Un jefe imposible. Una asistente que no le teme a nada. Un mes para romper todas las reglas.
Blake Tyrone vive bajo el imperio del control absoluto. Su empresa de miles de millones funciona con la precisión de un reloj suizo, su café debe estar exactamente a 63°C y sus asistentes suelen durar tres días antes de salir huyendo entre lágrimas.
Hasta que Zara Johnson entró en su oficina.

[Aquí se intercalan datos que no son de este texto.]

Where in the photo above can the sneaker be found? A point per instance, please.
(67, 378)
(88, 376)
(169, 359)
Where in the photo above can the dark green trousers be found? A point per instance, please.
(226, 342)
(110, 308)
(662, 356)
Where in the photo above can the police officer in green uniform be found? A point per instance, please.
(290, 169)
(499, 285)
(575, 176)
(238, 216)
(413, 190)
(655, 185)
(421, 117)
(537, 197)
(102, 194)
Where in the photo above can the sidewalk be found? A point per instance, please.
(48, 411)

Con botas de combate en una entrevista corporativa y una actitud que dice que nada puede despeinarla, Zara no es lo que él esperaba. Mientras Blake intenta intimidarla con su discurso de "jefe implacable", ella simplemente se encoge de hombros. ¿La nota de advertencia que dejó su predecesora? Para ella es solo un detalle sin importancia: "He sobrevivido a cosas peores".
Zara no pide permiso ni perdón. Reorganiza su vida sin pestañear, ajusta la temperatura de su café solo para llevarle la contraria y se adueña de esa oficina imposible como si fuera la reina del lugar. Por primera vez en diez años, Blake ha encontrado a alguien a quien no puede dominar.
Debería ser un problema. Pero, entre sesiones estratégicas a medianoche y cafés que saben mejor cuando no son perfectos, el control empieza a sentirse menos como poder y más como una profunda soledad.
Sin embargo, cuando un escándalo amenaza con destruirlo todo y la junta directiva le exige elegir, Blake se enfrenta a la encrucijada de su vida: el imperio que construyó solo o la mujer que le enseñó a derribar sus propios muros.
Un mes lo cambió todo. Ahora deben descubrir si lo que construyeron juntos es lo suficientemente fuerte para sobrevivir a la caída. Después de todo, en el amor y en los negocios, nada está bajo control.